I don’t think it is really heat treated… We talked about it somewhere in the first pages of this thread. It is likely some sort of ‘rainbow finish’ similar to anodizing. They call it ‘colored’. There’s a name for it that i don’t remember right away. We’ve seen this finish on a number of mechanical ecig mods and parts one or two years ago. What gives it away are the too vivid colors, especially the green that is not part of heated steel color ‘spectrum’.

Thus it should behave the same as the plain SS version except there is a coating… No idea how resilient it is.
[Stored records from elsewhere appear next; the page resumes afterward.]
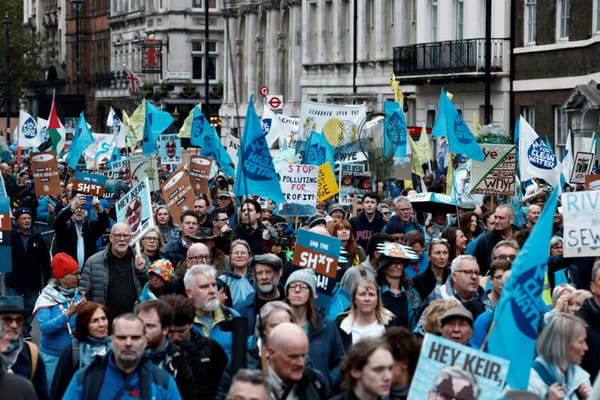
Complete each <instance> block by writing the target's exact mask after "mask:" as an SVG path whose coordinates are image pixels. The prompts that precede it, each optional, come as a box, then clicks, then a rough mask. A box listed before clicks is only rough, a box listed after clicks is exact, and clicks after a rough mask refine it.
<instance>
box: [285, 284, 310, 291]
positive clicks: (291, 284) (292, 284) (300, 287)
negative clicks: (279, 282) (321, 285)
mask: <svg viewBox="0 0 600 400" xmlns="http://www.w3.org/2000/svg"><path fill="white" fill-rule="evenodd" d="M288 288H289V289H290V290H308V285H307V284H306V283H292V284H290V285H289V286H288Z"/></svg>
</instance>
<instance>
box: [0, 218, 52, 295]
mask: <svg viewBox="0 0 600 400" xmlns="http://www.w3.org/2000/svg"><path fill="white" fill-rule="evenodd" d="M10 240H11V243H10V245H11V250H12V272H7V273H6V276H5V278H4V283H5V284H6V286H10V287H12V288H15V289H34V290H41V289H42V288H43V287H44V286H46V283H47V282H48V280H49V279H50V278H51V277H52V270H51V269H50V253H49V252H48V246H46V242H44V239H43V238H42V235H41V234H40V233H38V232H35V231H34V230H31V231H30V235H29V242H28V243H27V249H25V247H24V246H23V241H22V240H21V233H20V230H19V229H18V228H16V227H15V228H14V229H13V230H12V232H11V236H10Z"/></svg>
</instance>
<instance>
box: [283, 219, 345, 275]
mask: <svg viewBox="0 0 600 400" xmlns="http://www.w3.org/2000/svg"><path fill="white" fill-rule="evenodd" d="M341 246H342V241H341V240H340V239H338V238H336V237H332V236H324V235H319V234H318V233H314V232H311V231H308V230H305V229H301V230H300V231H299V232H298V238H297V239H296V249H295V251H294V260H293V264H294V265H296V266H298V267H301V268H312V269H313V270H314V271H315V273H316V274H318V275H325V276H328V277H330V278H335V274H336V271H337V265H338V259H339V257H340V247H341Z"/></svg>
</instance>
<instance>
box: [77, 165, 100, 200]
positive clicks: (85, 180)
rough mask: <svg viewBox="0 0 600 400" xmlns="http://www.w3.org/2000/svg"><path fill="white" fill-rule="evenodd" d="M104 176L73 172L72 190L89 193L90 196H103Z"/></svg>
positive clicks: (85, 192) (92, 174) (85, 193)
mask: <svg viewBox="0 0 600 400" xmlns="http://www.w3.org/2000/svg"><path fill="white" fill-rule="evenodd" d="M105 185H106V177H105V176H104V175H96V174H86V173H85V172H79V171H76V172H75V178H74V179H73V190H74V191H76V192H79V193H85V194H91V195H92V196H98V197H102V196H104V186H105Z"/></svg>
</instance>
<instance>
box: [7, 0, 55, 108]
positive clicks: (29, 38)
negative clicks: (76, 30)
mask: <svg viewBox="0 0 600 400" xmlns="http://www.w3.org/2000/svg"><path fill="white" fill-rule="evenodd" d="M7 17H8V20H10V24H9V25H8V30H9V38H10V43H9V58H10V97H11V110H18V108H19V107H18V103H19V101H18V99H19V98H20V97H21V95H22V94H23V93H24V92H25V91H26V90H27V89H35V88H37V87H38V86H39V85H40V81H41V80H42V79H43V70H44V68H43V47H42V42H41V40H40V38H39V36H38V35H37V34H36V33H34V31H33V29H32V27H30V26H28V25H24V24H23V1H22V0H5V1H2V2H0V19H2V20H3V21H4V20H6V19H7ZM0 38H1V39H0V82H1V85H0V93H1V94H2V96H0V97H1V99H0V104H1V105H2V109H4V110H5V109H6V108H5V107H6V105H5V98H4V95H5V94H6V68H7V65H6V62H5V60H6V25H5V24H2V25H1V34H0Z"/></svg>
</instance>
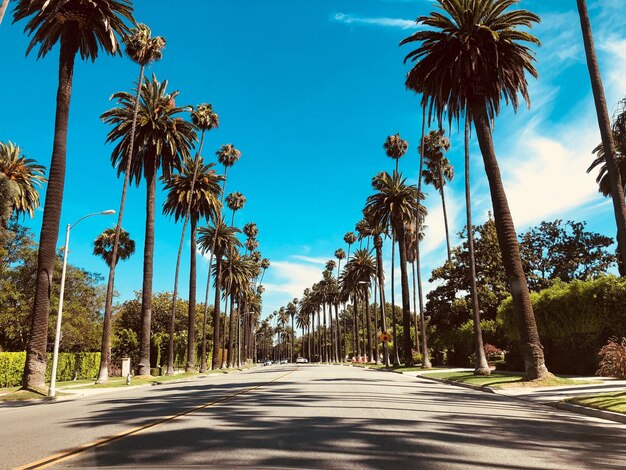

Edit: search for “rainbow PVD”
We talked about it here: ENEDED - #152 by freeme

Likely they use PVD, Physical Vapor Deposition, check Wiki for details.

…thanks for the ‘typospotting’! :person_facepalming:
Corrected.

Can anyone confirm that the BLF A6/Astrolux S1 18650 Body Tube fits on this Astrolux S41S Stainless Steel New Version A6 Head? mattjk post #607 indicates it does. Thanks!

Just tried my Astrolux S1 & BLF A6 into the newest version S41S.
Heads, tubes and tails all fit each other, As do all the S41 parts into all the above.

A quick and cheap weight reduction is the S41 aluminum tube. Don’t like the black, strip the anno.

My A6, S41 and S41S Colored (multiple copies of each, including both old and new S41S Colored head) legos fine in any combination.

I have however seen comments that copies that don’t lego exists.

Sorry can I just ask, if I get this with the 18650 tube, will I be able to get the best from it using a protected 18650? Or will I have to use an unprotected battery? If I use a protected battery, what will the results be?

For what i understand, when in turbo mode, the leds are drawing current from the battery without restriction and that generally induce a high current and the corresponding higher output. With a protected cell there are chances the protection will trip on turbo and the light will shut down until the battery protection resets itself. For best performance you’d want an unprotected high drain cell - 30Q for instance. But that only affects turbo mode.

How many lumens would the mode lower from the Turbo be?

A protected battery will almost assuredly trip the protection circuit everytime you turn it on.

I was afraid of that, fair enough, thank you.

My $25.70 S41S came in today and like the others it is the latest model with updated head and no glue.

It is a great little light, very nice looking and heavy. Only real complaint would be the overly aggressive grip. I am thinking about using some sandpaper to take the edge off, anyone tried that?

Makes a bit over 3000 lumens with a 30Q 18650 and the XP-G3. I plan to swap it out for 219C 90+ CRI LED’s.

VERY happy for the price, glad I grabbed it while I could.